Pada saat ini, suara ketukan pintu terdengar.
Qin Lan masuk dengan ekspresi yang aneh. “Yu Kecil, seseorang ingin menemuimu di luar kediaman.”
“Aku? Siapa itu?” tanya Ye Qingyu santai. Dia tahu bahwa identitas orang yang ingin menemuinya pastilah istimewa. Karena jika bukan begitu, jika itu adalah orang-orang tak penting yang ingin mencari informasi mengenai gadis kegelapan, atau keluarga bangsawan kecil dan pedagang yang ingin memberikan hadiah kepadanya, Qin Lan pasti akan mencegah mereka mengganggunya.
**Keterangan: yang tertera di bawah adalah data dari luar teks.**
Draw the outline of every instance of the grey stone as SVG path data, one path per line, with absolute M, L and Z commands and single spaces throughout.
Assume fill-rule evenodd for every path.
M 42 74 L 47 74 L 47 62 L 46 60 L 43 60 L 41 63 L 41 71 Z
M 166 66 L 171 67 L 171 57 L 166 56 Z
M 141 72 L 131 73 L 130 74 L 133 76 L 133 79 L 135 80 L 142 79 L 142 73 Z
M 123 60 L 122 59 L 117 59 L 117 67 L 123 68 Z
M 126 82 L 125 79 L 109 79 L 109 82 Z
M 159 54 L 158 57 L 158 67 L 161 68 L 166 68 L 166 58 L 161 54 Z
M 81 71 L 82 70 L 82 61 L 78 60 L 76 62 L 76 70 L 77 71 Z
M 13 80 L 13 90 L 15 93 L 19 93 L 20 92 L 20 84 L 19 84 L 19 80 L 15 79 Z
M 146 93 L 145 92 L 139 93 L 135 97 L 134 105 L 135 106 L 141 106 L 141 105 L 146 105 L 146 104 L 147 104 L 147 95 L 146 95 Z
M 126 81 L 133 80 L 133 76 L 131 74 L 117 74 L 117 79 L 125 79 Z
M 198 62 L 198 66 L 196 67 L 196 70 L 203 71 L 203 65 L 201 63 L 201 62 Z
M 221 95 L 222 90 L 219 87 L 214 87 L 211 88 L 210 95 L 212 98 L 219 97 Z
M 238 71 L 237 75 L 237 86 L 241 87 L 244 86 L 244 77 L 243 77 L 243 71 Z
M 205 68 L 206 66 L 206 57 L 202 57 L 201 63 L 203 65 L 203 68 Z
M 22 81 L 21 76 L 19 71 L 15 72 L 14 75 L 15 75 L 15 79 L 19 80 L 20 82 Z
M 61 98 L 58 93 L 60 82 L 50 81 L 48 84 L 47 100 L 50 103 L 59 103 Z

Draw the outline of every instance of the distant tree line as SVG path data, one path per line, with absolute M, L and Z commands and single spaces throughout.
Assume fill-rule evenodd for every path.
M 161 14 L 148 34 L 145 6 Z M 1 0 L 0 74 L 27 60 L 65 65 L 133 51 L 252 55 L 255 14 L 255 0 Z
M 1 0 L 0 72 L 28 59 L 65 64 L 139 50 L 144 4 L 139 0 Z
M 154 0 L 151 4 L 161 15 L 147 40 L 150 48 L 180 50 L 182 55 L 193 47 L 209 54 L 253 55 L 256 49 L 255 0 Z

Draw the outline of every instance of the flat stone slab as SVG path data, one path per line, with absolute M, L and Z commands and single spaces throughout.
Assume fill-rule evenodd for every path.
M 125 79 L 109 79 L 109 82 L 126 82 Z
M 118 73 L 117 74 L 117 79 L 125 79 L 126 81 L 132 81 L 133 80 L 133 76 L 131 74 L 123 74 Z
“Itu seorang pemuda,” kata Qin Lan. “Dia bilang namanya Xu Ge. Dia bilang jika kau mendengar namanya, kau pasti ingin menemuinya.”
Xu Ge?
Ye Qingyu tertegun sejenak.
Xu Ge dari Akademi Phoenix Azure?
Apa yang diinginkannya darinya hingga dia datang ke kediaman Keluarga Ye untuk mencarinya?
Ye Qingyu merasa agak aneh. Setelah berpikir sejenak, dia membiarkan Qin Lan mempersilakannya masuk ke kediaman Keluarga Ye. Setelah berganti pakaian baru dan mencuci muka dengan cepat, dia berjalan menuju aula depan.
Saat menuju ke aula depan, dia bisa melihat Xu Ge yang mengenakan pakaian putih, dengan senyuman tipis sedang membicarakan sesuatu dengan Qin Lan. Tampaknya suasananya tidak buruk.
Ye Qingyu tidak dapat menyangkal bahwa jika seseorang mengabaikan identitas bahwa mereka adalah musuh di [Medan Perang Ngarai Perbatasan], Xu Ge adalah seorang pemuda yang mudah disukai orang. Berpendidikan dan beretika, memiliki bakat yang luar biasa, dia tahu kapan harus maju dan mundur. Dengan cara berbicara yang terhormat, dia adalah seorang talenta yang cemerlang bagaikan giok berharga.
“Kakak Perguruan Xu datang ke tempatku benar-benar hal yang tak terduga.”
Ye Qingyu menyambutnya, bertanya secara terbuka.
Xu Ge tersenyum tipis, merangkapkan tangan. “Pada hari pertama aku melihat Kakak Perguruan Qingyu, aku tahu aku akan menghadapi musuh besar. Di dalam [Medan Perang Ngarai Perbatasan], Kakak Perguruan Qingyu benar-benar menampilkan kekuatan ilahi, membuat adik-adik perguruanku dan aku merasa terpuruk dan depresi.”
Ye Qingyu tersenyum, tidak mengatakan apa-apa.
Qin Lan tersenyum dan menyampaikan salamnya, lalu meninggalkan aula depan.
Xu Ge tersenyum. “Kakak Perguruan Qingyu adalah orang yang terus terang dan langsung pada intinya. Kalau begitu, aku tidak akan bertele-tele. Rombongan ekspedisi Akademi Phoenix Azure akan meninggalkan Kota Rusa tiga hari lagi dan kembali ke Kota Phoenix Azure. Aku dan Sesepuh Chen sangat mengagumi penampilanmu di [Medan Perang Ngarai Perbatasan]. Kami ingin bertanya kepada Kakak Perguruan Qingyu, apakah kau memiliki minat untuk bergabung dengan Akademi Phoenix Azure kami?”